It could take years for the ad market to shake out, says Adam Heimlich, a longtime digital advertising executive who has studied Google extensively. But over time, new competition can lower supply chain fees and increase innovation. That would lead to “better website monetization and better website quality,” says Heimlich, who now heads AI software developer Chalice Custom Algorithms.
Tim Vanderhook, CEO of ad-buying software developer Viant Technology, which competes and partners with Google, believes users will encounter a greater variety of ads, fewer creepy ads and pages, fewer cluttered with ads. “Greatly improved browsing experience,” he says.
Of course, everything depends on the outcome of the case. In the past year, Google has lost its other two antitrust lawsuits – regarding illegal search and monopolies in mobile app stores. Although the verdicts are on appeal, they have left the company’s critics optimistic about the ad tech trial.
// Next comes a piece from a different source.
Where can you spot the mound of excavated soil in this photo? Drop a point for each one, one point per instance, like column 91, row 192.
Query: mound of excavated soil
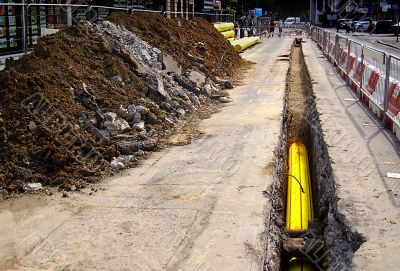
column 96, row 97
column 178, row 37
Google says it faces stiff competition from Meta, Amazon, Microsoft and others. In addition, customers are alleged to have benefited from each of the acquisitions, contracts and functions that the government disputes. “Google has created a set of products that work effectively with each other and attract a valuable customer base,” the company’s lawyers wrote in a 359-page rebuttal.
For years, Google has publicly argued that its ad tech projects won’t harm customers or the competition. “We’ll be able to help publishers and advertisers generate more revenue, which will fuel the creation of even richer and more diverse content on the Internet,” Drummond testified in 2007. to US senators concerned about the DoubleClick deal’s impact on competition and privacy. US antitrust regulators at the time cleared the purchase. But at least one of them, in retrospect, said he should have blocked it.
Deep control
The Justice Department argued that the acquisition of DoubleClick provided Google with “a pool of captive publishers who now have fewer alternatives and face significant switching costs associated with changing to another publisher’s ad server.” The global market share of Google’s publisher tool is now 91 percent, according to court filings. The company holds similar control over the ad exchanges it brokers deals (about 70 percent) and the tools used by advertisers (85 percent), court filings said.
The government argued that Google’s dominance had “impaired the ability of publishers and advertisers to choose the ad technology tools they would prefer to use and reduced the number and quality of viable options available to them.”